The Tom’s Hardware criticism of Anthropic’s announcement is worth keeping in mind too not all of the “thousands of vulnerabilities” will be critical, and some skepticism about scale is reasonable. But even the verified examples are serious enough. A 17-year-old root access bug in a file server protocol. A video codec vulnerability from 2003. These things exist in software that runs everywhere, including in India.

Anthropic said something when they published Mythos’s capabilities that I keep coming back to. They didn’t train Mythos to be good at hacking. It got good at hacking as a side effect of getting better at coding and reasoning.

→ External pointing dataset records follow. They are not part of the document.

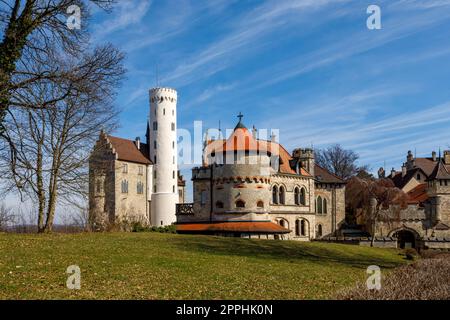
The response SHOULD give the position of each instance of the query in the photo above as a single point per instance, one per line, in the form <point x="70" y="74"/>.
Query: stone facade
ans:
<point x="261" y="181"/>
<point x="120" y="182"/>
<point x="426" y="220"/>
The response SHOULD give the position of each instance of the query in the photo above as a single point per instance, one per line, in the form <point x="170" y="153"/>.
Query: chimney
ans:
<point x="273" y="137"/>
<point x="392" y="172"/>
<point x="138" y="143"/>
<point x="447" y="156"/>
<point x="381" y="173"/>
<point x="255" y="133"/>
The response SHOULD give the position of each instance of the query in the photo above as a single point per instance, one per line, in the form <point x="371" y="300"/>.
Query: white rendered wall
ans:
<point x="163" y="111"/>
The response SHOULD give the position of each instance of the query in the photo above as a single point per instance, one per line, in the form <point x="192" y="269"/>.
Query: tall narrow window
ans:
<point x="203" y="197"/>
<point x="319" y="231"/>
<point x="124" y="186"/>
<point x="282" y="195"/>
<point x="274" y="194"/>
<point x="303" y="228"/>
<point x="140" y="187"/>
<point x="297" y="227"/>
<point x="319" y="204"/>
<point x="303" y="196"/>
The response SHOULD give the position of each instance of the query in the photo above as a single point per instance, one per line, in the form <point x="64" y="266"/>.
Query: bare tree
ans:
<point x="375" y="200"/>
<point x="339" y="161"/>
<point x="52" y="144"/>
<point x="6" y="217"/>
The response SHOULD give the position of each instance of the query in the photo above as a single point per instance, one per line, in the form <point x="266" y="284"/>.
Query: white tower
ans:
<point x="163" y="153"/>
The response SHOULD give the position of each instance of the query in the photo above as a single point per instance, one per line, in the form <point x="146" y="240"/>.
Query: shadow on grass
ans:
<point x="291" y="251"/>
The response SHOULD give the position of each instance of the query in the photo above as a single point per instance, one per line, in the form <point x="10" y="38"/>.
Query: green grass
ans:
<point x="168" y="266"/>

As they put it: “The same improvements that make the model substantially more effective at patching vulnerabilities also make it substantially more effective at exploiting them.

That’s the thing about this moment. We’re not dealing with a purpose-built cyberweapon. We’re dealing with a general-purpose AI that became a cyberweapon as a byproduct of becoming smarter. And the next one the one after Mythos will be smarter still.

So What Now?

Project Glasswing is a real and meaningful effort. Anthropic made a defensible call keeping Mythos restricted. The Glasswing partners Microsoft, Google, Apple, and others will find and fix a lot of bugs in the software that India and the rest of the world depends on.

But the protected zone only extends so far. India’s banking system, government portals, and critical infrastructure largely sit outside it. And the threat environment is getting harder, not easier.

The good news, I guess, is that this is all happening openly. Anthropic published their findings. CERT-In is watching. Security researchers are talking about it. The window to act is still open. The Cloud Security Alliance specifically recommends that organizations which haven’t yet integrated language models into their vulnerability management workflows start now with currently available frontier models, which are already capable of finding high- and critical-severity bugs in web applications, cryptography libraries, and the Linux kernel.

India’s public sector IT doesn’t need to wait for Mythos. Current Claude models found over 500 high-severity vulnerabilities in open source software before Mythos even existed. The tools are already there. The question is whether the organizations that most need to use them actually will.

I’m not particularly optimistic about the speed of that change, honestly. But I’m hoping to be wrong.